- 16th September by René Magritte
- Artist: René Magritte
- Year: 1956
- Medium: Oil on canvas
- Dimensions: 115 cm × 88 cm (45.27 in × 34.64 in)
- Location: Royal Museum of Fine Arts, Antwerp;
- Preceded by: The Mysteries of the Horizon
- Followed by: The Alarm Clock
- Website: Museum listing

= 16th September (painting) =

Painting by René Magritte

16th September (Dutch: Zestien september) is a 1956 painting by Belgian Surrealist painter René Magritte. It is now in the Royal Museum of Fine Arts, Antwerp, which bought it directly from the artist.

== Description ==
16th September is an oil painting on canvas, measuring 115 by 88 cm. It depicts a tree surrounded by an empty field with rocks. A waxing crescent moon appears in the foreground, in front of the tree.

== Analysis ==
All elements of the painting are rendered in a realistic manner, but the painting is in line with Magritte's other Surrealist works because the Moon appears entirely in front of the tree, rather than shining through its leaves–which is impossible in the real world.

It is unclear whether the title holds any particular significance. According to Magritte's journals, it was suggested by his friend, Surrealist poet Louis Scutenaire.

Some analyses have noted that the phase of the Moon in the painting does not match the phase that the Moon was in on 16 September 1956.

== History ==
Magritte painted 16th September in July 1956, while under exclusive contract with Alexander Iolas, an art dealer who popularized Magritte's work in the United States.
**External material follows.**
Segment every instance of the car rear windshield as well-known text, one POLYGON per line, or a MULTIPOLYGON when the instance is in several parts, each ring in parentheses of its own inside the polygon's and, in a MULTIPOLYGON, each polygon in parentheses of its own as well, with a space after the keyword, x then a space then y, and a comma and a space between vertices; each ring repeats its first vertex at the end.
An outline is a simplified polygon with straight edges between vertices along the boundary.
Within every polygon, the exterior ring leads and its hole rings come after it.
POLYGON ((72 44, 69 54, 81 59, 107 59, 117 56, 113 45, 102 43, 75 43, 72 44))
During this period, Magritte often painted many variations on the same theme; as such, there are several versions of 16th September, with two of them dated to 1956. The Minneapolis Institute of Art holds one version, which has red highlights and was done in gouache and graphite on paper.

The painting received attention during a 2011 exhibition of Magritte's works at the Tate Liverpool gallery, when fans of English musician Marc Bolan drew connections between 16th September and Bolan's death, which occurred on that date in 1977. The official Marc Bolan fan club held a giveaway for tickets to the exhibit and arranged a meetup there on 16 September of that year.